The Sunday Times has suggested that Sharp was instrumental in connecting former premier Boris Johnson with a rich businessman who provided a guarantee for an £800,000 loan to Johnson while he was in Downing Street.
Yesterday, the foreign secretary James Cleverly declared that “of course perception matters”.
Forget perception, the facts are enough.
Sharp donated to the Conservatives, he applied to become BBC chairman, he gets the post after helping to broker a relationship for the prime minister’s financial benefit.
The political world is often dusted with scandal, not because of actual rules being broken, but because the behaviour highlighted just isn’t right.
For a prime minister to even seek such an arrangement whilst in office is plain wrong, given his salary doesn’t exactly put him on the breadline. It is another example of Johnson’s utter disregard for the consequences of his own actions.
His behaviour would fail the Rishi Sunak test which was articulated in such elevated tones when he entered Downing Street. He declared: “This government will have integrity, professionalism and accountability at every level.”
Accountability isn’t the first word that springs to mind when it comes to Zahawi. For the last few days, he has traversed the streets of the capital, intrepid reporters in tow in an unsuccessful attempt to hold him to account.
Instead, the Conservative party chairman has deployed that well-worn strategy that normally ends in resignation.
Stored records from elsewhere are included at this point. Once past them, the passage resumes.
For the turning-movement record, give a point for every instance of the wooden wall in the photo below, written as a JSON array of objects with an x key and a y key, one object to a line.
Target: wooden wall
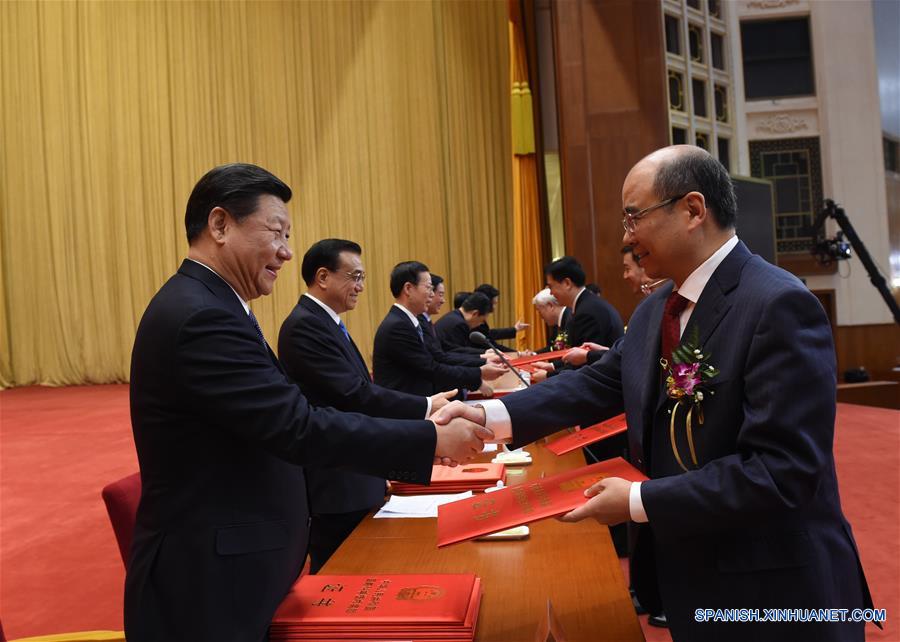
[
  {"x": 874, "y": 347},
  {"x": 613, "y": 110}
]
As his tax affairs are put under scrutiny, there is obfuscation, then silence and then a defence which is dripped in inverse proportion to the number of questions asked.
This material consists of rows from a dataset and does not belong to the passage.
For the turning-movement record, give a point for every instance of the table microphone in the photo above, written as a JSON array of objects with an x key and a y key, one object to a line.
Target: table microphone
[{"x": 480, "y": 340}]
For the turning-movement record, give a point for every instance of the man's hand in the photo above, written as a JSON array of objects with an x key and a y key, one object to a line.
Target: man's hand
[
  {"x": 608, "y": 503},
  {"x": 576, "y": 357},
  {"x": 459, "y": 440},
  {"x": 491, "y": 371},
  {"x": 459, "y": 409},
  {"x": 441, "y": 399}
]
Zahawi paid a penalty to HMRC over unpaid tax while he was chancellor of the exchequer. What’s more, it isn’t being denied that the penalty ran to millions.
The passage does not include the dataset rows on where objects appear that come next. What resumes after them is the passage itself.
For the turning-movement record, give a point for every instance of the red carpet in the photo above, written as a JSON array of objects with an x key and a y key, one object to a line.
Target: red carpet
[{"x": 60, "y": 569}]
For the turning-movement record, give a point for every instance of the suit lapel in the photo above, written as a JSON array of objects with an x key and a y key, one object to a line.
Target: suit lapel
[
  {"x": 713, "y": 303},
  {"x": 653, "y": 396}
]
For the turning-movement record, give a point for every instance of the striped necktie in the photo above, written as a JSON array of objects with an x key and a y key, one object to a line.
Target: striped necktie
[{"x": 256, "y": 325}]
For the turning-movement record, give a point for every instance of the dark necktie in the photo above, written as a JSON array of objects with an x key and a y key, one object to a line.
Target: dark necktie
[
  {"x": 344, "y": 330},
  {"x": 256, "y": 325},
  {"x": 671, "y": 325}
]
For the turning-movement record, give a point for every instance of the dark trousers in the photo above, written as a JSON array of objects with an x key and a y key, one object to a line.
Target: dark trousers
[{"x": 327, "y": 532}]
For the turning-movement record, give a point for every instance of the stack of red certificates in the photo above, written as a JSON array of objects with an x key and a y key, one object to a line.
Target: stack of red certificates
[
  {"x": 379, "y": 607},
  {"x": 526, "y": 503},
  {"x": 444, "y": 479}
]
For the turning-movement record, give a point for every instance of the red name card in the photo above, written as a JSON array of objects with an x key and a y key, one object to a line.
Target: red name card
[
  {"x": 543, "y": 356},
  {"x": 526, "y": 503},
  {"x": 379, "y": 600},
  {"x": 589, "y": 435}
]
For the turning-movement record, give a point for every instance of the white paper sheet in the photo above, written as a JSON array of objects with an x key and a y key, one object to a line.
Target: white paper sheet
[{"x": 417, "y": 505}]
Now, it takes some brass neck to accept the job of chancellor knowing that you are in dispute with HMRC. It is Johnsonian in its disregard for the consequences if you are ‘found out’.
Of course, Sunak himself whilst chancellor had a protracted issue with his wife’s non-dom status.
It was claimed this allowed her to avoid paying about £20m in taxes in the UK on income earned abroad. She then declared she would pay tax on the earnings, but only after her tax arrangements were put under scrutiny.
The collective picture painted by these events is not a good look. Johnson looks desperate and greedy, and Zahawi and Sunak look out of touch given their vast wealth.
Not unreasonably the voter might ask, how can the super wealthy at the heart of the UK Government really know what it is like to budget under impossible circumstances?
The short answer, of course, is that they can’t. Unless you are faced with the choices millions of families are now facing, you can’t know since you substantially inhabit your own privileged world.
There is an eery echo in the Sunak premiership to that of John Major in the 1992-97 parliament.
After Black Wednesday, his government lost all credibility on economic policy and then the foibles, financial and sexual of his parliamentary colleagues turned his government into a joke that was beyond parody.
Liz Truss’s trashing the economy looks like this government’s Black Wednesday moment and the seemingly never-ending line in stories about Conservative MPs seems likely to seal the deal with the electorate who look likely to reward this administration with a period of opposition.
With every passing day, scandal envelopes, the opprobrium of the electorate tightens the electoral noose and ministers collectively vie with one another for best ‘rabbit in the headlights’ performance in a television studio.
History tells us this is not ending well Mr Sunak, a fresh face in a government wearing a countenance made horribly craggy by the vanities of its own super rich.